Chris - Ever since life got started there’s been a furious arms race going on with each organism on the planet trying to secure its own patch of turf because there’s only so much energy to go round. There’s only so much chemistry to go round and if you’ve got it someone else hasn’t. As populations increase you will see competition between one group of organisms or one entity trying to rob energy or exploit the system better than anyone else. In order to keep up everyone has to change. It’s a bit like radio station changing to digital. You found people buying very expensive equipment that could make your sound a bit louder than the person who was running the radio station next door. The radio station then bought a bigger box that would make them louder than everyone else. Before you know if=t you’ve got this compression war going on where people are seeking to be louder than everyone else. Now people are saying now we’ve got the audio so loud we’re going to make our station distinctive by being quieter than everyone else. It’s the same with microorganisms. They’re going to change and adapt in order to shift and exploit the circumstances as they exploit themselves. We’re never going to have an end to this arms race.

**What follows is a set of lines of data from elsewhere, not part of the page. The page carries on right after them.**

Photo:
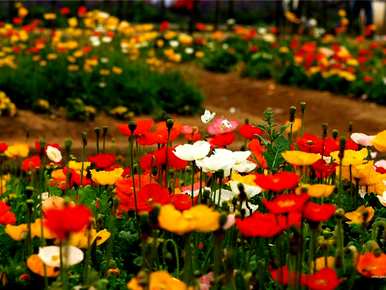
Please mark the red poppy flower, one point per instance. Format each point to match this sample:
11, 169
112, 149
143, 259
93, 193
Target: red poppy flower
222, 140
277, 182
249, 131
318, 212
64, 10
181, 201
102, 160
267, 225
323, 169
310, 143
6, 215
67, 220
3, 147
82, 10
31, 163
285, 203
164, 26
325, 279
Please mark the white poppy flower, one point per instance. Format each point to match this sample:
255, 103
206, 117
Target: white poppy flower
362, 139
195, 151
241, 163
381, 163
382, 198
250, 190
51, 256
207, 116
221, 159
53, 154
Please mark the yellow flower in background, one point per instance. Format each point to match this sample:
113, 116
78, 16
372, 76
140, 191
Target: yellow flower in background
247, 179
81, 239
157, 281
106, 177
361, 215
351, 157
199, 218
296, 125
17, 150
300, 157
17, 233
317, 190
77, 166
35, 264
379, 142
49, 16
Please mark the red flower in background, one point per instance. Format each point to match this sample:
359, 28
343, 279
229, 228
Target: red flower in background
310, 143
31, 163
164, 26
277, 182
267, 225
249, 131
325, 279
286, 203
6, 215
222, 140
64, 10
181, 201
323, 169
102, 160
158, 158
82, 10
67, 220
3, 147
318, 212
147, 197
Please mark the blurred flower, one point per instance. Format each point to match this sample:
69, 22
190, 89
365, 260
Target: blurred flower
50, 256
361, 215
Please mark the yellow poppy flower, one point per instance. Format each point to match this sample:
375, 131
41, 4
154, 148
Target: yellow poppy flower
17, 150
158, 280
322, 262
317, 190
36, 230
300, 157
35, 264
106, 177
351, 157
17, 233
247, 179
199, 218
379, 142
361, 215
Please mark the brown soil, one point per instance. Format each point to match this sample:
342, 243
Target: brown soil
225, 93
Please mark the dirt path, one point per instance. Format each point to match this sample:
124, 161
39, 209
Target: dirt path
225, 93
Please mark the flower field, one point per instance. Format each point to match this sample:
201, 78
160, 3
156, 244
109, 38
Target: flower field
192, 198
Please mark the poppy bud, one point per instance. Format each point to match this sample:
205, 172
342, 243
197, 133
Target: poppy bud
342, 146
350, 128
84, 139
132, 126
339, 212
335, 134
324, 130
302, 107
292, 114
169, 124
67, 146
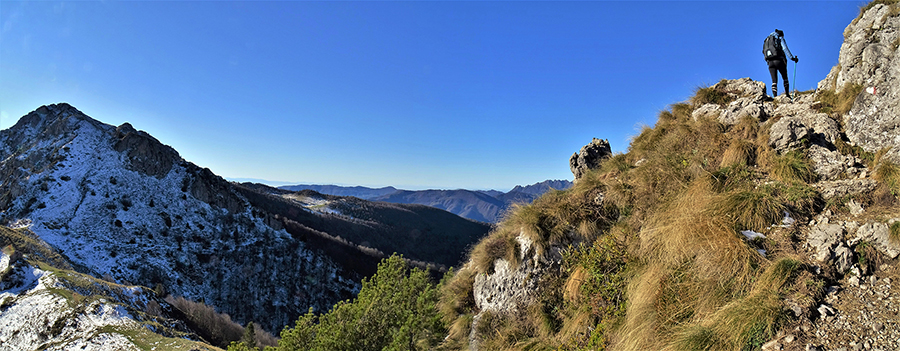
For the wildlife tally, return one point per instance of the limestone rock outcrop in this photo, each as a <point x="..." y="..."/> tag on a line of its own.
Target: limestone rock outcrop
<point x="869" y="58"/>
<point x="589" y="157"/>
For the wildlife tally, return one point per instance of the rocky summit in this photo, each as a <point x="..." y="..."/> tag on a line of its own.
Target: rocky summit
<point x="737" y="222"/>
<point x="675" y="244"/>
<point x="116" y="204"/>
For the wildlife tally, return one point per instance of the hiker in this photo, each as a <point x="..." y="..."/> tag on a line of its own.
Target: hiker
<point x="774" y="49"/>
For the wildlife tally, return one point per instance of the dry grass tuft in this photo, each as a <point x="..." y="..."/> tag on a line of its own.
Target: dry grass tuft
<point x="739" y="152"/>
<point x="792" y="166"/>
<point x="839" y="103"/>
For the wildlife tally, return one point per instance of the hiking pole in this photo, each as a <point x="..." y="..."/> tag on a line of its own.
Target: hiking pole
<point x="795" y="81"/>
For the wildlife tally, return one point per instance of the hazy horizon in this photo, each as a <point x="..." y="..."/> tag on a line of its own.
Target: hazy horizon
<point x="454" y="95"/>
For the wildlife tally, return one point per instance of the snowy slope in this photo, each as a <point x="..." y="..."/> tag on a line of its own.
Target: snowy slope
<point x="42" y="309"/>
<point x="117" y="203"/>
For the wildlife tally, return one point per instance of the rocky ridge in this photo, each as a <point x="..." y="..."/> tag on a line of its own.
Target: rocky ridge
<point x="850" y="251"/>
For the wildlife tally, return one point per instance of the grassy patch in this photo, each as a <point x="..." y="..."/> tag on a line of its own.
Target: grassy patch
<point x="894" y="236"/>
<point x="147" y="340"/>
<point x="839" y="103"/>
<point x="792" y="166"/>
<point x="711" y="95"/>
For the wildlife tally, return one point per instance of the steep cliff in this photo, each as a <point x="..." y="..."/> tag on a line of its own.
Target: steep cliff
<point x="736" y="222"/>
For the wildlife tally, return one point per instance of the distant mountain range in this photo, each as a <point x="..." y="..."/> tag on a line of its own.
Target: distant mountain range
<point x="485" y="206"/>
<point x="114" y="202"/>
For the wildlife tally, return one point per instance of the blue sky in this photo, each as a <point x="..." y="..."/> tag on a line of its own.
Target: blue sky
<point x="459" y="94"/>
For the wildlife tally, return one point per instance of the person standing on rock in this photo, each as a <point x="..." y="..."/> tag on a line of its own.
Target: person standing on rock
<point x="776" y="52"/>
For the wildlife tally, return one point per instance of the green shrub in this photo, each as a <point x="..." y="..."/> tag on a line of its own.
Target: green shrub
<point x="396" y="309"/>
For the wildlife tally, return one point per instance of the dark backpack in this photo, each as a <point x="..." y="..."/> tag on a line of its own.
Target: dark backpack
<point x="772" y="47"/>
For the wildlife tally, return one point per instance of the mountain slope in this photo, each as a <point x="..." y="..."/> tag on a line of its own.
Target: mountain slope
<point x="421" y="233"/>
<point x="355" y="191"/>
<point x="466" y="203"/>
<point x="735" y="223"/>
<point x="46" y="305"/>
<point x="484" y="206"/>
<point x="115" y="202"/>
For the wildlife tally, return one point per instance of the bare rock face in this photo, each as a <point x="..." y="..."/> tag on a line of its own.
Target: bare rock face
<point x="590" y="157"/>
<point x="788" y="134"/>
<point x="869" y="58"/>
<point x="878" y="234"/>
<point x="840" y="188"/>
<point x="823" y="238"/>
<point x="747" y="96"/>
<point x="512" y="287"/>
<point x="146" y="154"/>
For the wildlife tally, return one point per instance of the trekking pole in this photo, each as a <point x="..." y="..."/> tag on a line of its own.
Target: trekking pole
<point x="795" y="81"/>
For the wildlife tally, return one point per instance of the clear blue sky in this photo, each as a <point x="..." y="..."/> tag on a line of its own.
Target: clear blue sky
<point x="474" y="95"/>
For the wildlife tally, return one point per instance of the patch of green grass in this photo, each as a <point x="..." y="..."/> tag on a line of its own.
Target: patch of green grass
<point x="147" y="340"/>
<point x="839" y="103"/>
<point x="711" y="95"/>
<point x="894" y="236"/>
<point x="792" y="166"/>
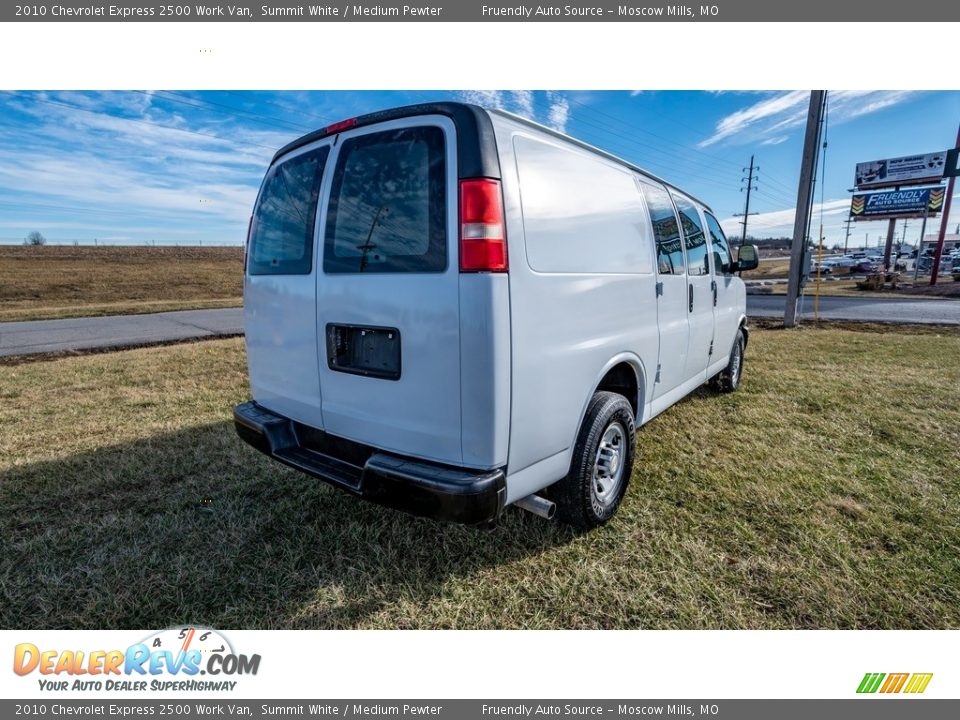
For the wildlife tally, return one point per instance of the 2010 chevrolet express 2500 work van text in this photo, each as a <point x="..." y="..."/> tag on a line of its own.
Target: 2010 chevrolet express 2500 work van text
<point x="450" y="309"/>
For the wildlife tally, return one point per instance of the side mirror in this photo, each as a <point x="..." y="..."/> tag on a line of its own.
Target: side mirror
<point x="748" y="258"/>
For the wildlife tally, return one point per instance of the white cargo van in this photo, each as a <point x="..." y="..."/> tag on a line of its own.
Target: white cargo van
<point x="450" y="309"/>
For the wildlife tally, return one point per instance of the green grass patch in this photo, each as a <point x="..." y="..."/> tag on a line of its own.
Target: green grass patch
<point x="823" y="494"/>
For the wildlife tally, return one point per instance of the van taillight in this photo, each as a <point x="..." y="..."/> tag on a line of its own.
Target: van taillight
<point x="483" y="242"/>
<point x="246" y="245"/>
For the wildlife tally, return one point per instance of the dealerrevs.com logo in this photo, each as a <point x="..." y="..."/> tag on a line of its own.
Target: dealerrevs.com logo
<point x="178" y="659"/>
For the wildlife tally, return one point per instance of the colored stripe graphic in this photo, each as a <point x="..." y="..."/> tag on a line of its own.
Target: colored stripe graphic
<point x="918" y="683"/>
<point x="870" y="682"/>
<point x="894" y="683"/>
<point x="936" y="200"/>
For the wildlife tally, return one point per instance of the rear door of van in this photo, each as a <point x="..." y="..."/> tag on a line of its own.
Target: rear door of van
<point x="280" y="315"/>
<point x="387" y="320"/>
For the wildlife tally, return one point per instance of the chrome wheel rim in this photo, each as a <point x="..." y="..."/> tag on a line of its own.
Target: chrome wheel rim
<point x="608" y="468"/>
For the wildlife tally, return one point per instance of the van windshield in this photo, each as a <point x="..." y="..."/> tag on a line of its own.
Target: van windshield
<point x="388" y="209"/>
<point x="281" y="233"/>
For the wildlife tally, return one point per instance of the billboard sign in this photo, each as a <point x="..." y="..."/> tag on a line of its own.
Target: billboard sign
<point x="909" y="170"/>
<point x="952" y="168"/>
<point x="914" y="202"/>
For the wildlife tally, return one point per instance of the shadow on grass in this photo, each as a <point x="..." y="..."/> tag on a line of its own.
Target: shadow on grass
<point x="195" y="526"/>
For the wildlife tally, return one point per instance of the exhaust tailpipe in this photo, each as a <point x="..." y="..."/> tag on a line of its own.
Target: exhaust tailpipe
<point x="538" y="506"/>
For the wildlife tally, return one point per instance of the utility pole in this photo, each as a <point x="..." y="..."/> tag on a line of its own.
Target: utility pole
<point x="934" y="271"/>
<point x="891" y="229"/>
<point x="801" y="223"/>
<point x="746" y="208"/>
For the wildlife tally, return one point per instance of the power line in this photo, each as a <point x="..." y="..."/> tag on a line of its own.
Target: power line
<point x="746" y="208"/>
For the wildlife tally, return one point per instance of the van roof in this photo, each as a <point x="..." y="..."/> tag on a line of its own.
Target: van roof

Kat - Do you think we’re due another massive flu pandemic or Black Death plague?

Chris - History has a habit of repeating itself there’s absolutely no doubt about that. We know that flu pandemics come roughly every 30 or 40 years. There’s no doubt that there will be another one. Whether there will be a major manifestation or not we don’t know because the Earth is a very different place now than it was in the past. We’ve got half a million people airborne in aeroplanes at any instant in time. No city is more than 24 hours from any other city which means that’s less than the incubation period for most infectious diseases. At the same time we have more people on Earth – nearly 7 billion than we’ve ever had before and living in higher density than we’ve ever had before. This is the time, if there’s ever going to be one, that we’re going to see some kind of infectious outbreak.